Fight To Save The Arctic Continues Despite Corporate Bullying

Auckland, 13 November 2012 – Greenpeace says it will continue to challenge Shell’s plans to drill for oil in the Arctic ahead of a court case next week where Shell is demanding $700,000 in reparations from eight activists who delayed its drillship leaving Port Taranaki to head to the Arctic in February this year.

The eight activists are due to appear in the New Plymouth District Court next Thursday, November 22, for sentencing. Seven of the activists climbed the drilling tower of the Noble Discoverer on February 24, while it was moored in Port Taranaki. All were arrested after a 77-hour occupation of the tower. An eighth activist was arrested on the first day of the operation.

Greenpeace New Zealand Executive Director Bunny McDiarmid says Shell’s reparation claim is totally unjustified, given that the activists acted out of a moral duty.

“Along with our activists we drew the world’s attention to Shell’s plans for drilling in the fragile Arctic. Since then it’s been exposed that Shell’s emergency response plan was hopelessly inadequate and failed when tested before the company gave up on drilling in the Artic for this northern summer,” she says.

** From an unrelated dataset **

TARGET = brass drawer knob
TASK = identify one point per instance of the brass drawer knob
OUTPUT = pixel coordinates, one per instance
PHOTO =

“Our eight activists are not alone. Since February this year more than two and a half million people have signed a petition calling on Shell to abandon its plans for the Arctic.

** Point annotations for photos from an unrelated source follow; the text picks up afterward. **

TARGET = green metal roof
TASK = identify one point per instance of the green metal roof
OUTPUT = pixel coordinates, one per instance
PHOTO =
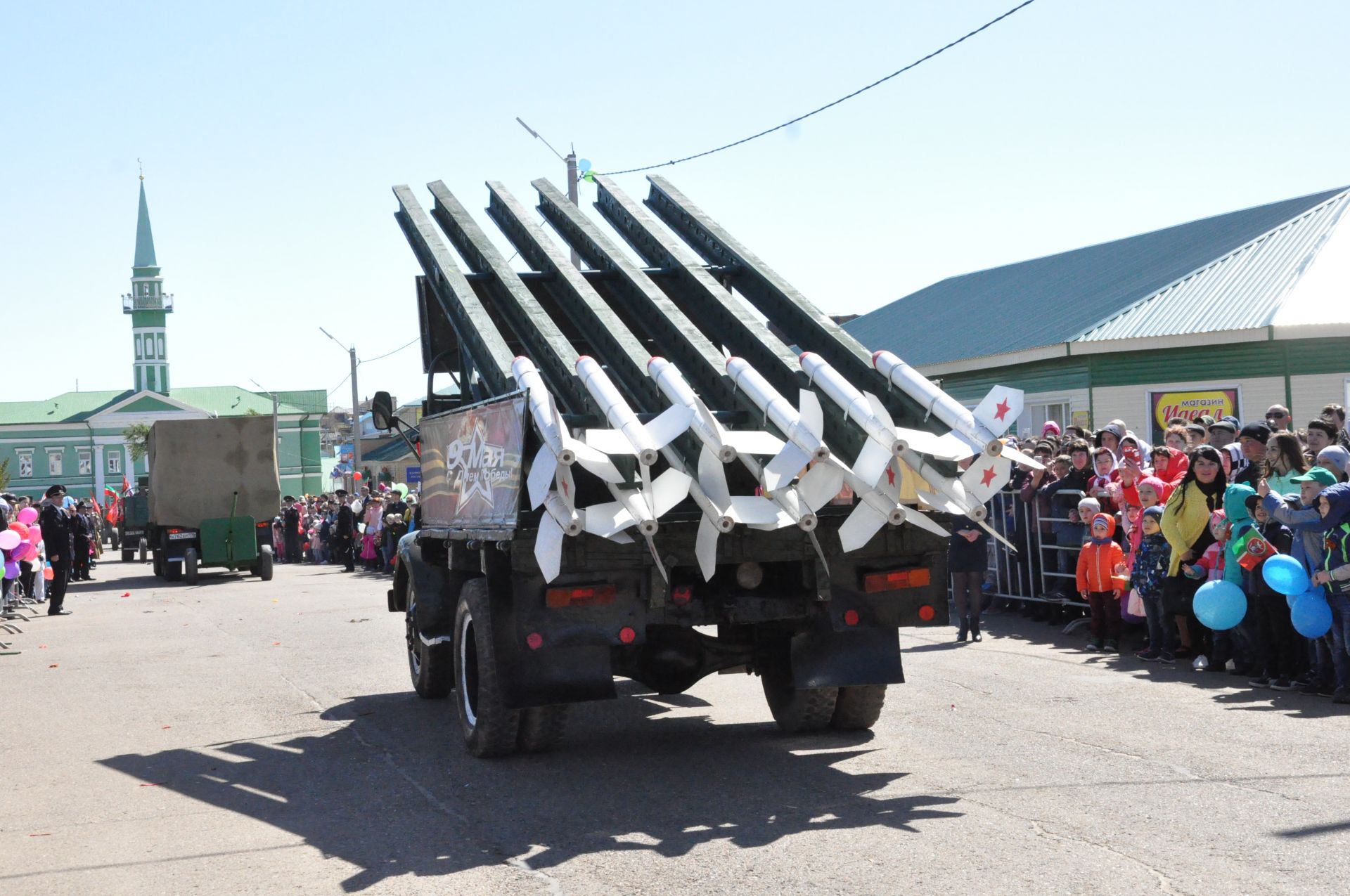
(224, 401)
(1058, 299)
(145, 239)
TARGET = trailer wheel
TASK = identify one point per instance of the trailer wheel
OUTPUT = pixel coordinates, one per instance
(264, 567)
(797, 709)
(859, 708)
(541, 727)
(488, 727)
(431, 665)
(189, 566)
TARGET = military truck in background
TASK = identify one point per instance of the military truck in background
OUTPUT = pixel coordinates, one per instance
(214, 493)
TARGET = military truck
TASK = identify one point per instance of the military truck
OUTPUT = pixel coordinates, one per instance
(214, 493)
(522, 604)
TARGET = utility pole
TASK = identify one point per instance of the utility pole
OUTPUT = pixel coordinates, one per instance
(570, 161)
(355, 412)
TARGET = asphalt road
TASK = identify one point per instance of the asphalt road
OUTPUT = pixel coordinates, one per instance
(246, 737)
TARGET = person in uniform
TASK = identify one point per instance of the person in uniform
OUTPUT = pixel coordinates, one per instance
(290, 531)
(345, 531)
(56, 532)
(80, 536)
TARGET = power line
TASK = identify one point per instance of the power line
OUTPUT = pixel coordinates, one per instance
(366, 361)
(828, 105)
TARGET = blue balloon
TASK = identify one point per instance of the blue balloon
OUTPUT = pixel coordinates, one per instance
(1221, 605)
(1311, 616)
(1285, 575)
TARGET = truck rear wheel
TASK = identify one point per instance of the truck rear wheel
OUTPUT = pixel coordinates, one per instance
(262, 569)
(431, 665)
(541, 727)
(797, 709)
(488, 727)
(859, 708)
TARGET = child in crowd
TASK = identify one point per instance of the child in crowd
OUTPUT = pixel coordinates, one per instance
(1276, 642)
(1099, 564)
(1334, 576)
(1152, 557)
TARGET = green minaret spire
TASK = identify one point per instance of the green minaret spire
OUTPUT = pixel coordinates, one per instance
(148, 305)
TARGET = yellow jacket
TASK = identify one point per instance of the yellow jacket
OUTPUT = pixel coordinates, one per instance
(1183, 524)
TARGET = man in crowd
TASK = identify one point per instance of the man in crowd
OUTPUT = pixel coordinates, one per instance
(56, 532)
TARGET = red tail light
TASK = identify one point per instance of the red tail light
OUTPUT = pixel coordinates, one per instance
(579, 595)
(896, 579)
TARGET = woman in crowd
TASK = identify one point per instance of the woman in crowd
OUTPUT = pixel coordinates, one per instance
(1185, 525)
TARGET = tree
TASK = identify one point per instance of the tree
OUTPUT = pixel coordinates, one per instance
(138, 440)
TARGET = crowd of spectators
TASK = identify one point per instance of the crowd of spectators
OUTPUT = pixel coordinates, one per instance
(1121, 529)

“The reparation figure the company is pursuing is a drop in the bucket by comparison to the nearly US$5 billion Shell has spent on its Arctic drilling programme so far. This indicates that Shell has resorted to corporate bullying in its desperation to be the first oil supermajor to start production in the Arctic.”

In September Shell lost its bid in an Amsterdam court to stop Greenpeace peacefully protesting against its drilling programme in the Arctic.

The President of the Amsterdam court, Han Jongeneel, said the protests Greenpeace Netherlands has already taken in the Netherlands at Shell’s headquarters and petrol stations were both proportionate and appropriate in light of Greenpeace’s earlier efforts to end Shell’s Arctic oil drilling through other means.

“A company like Shell, that is taking actions or plans to take actions that are controversial in society and which many people will object to, can and should expect that actions will be taken to try to change its mind. Such actions – in order to be effective – will have to be capable of disadvantaging Shell,” Jongeneel wrote.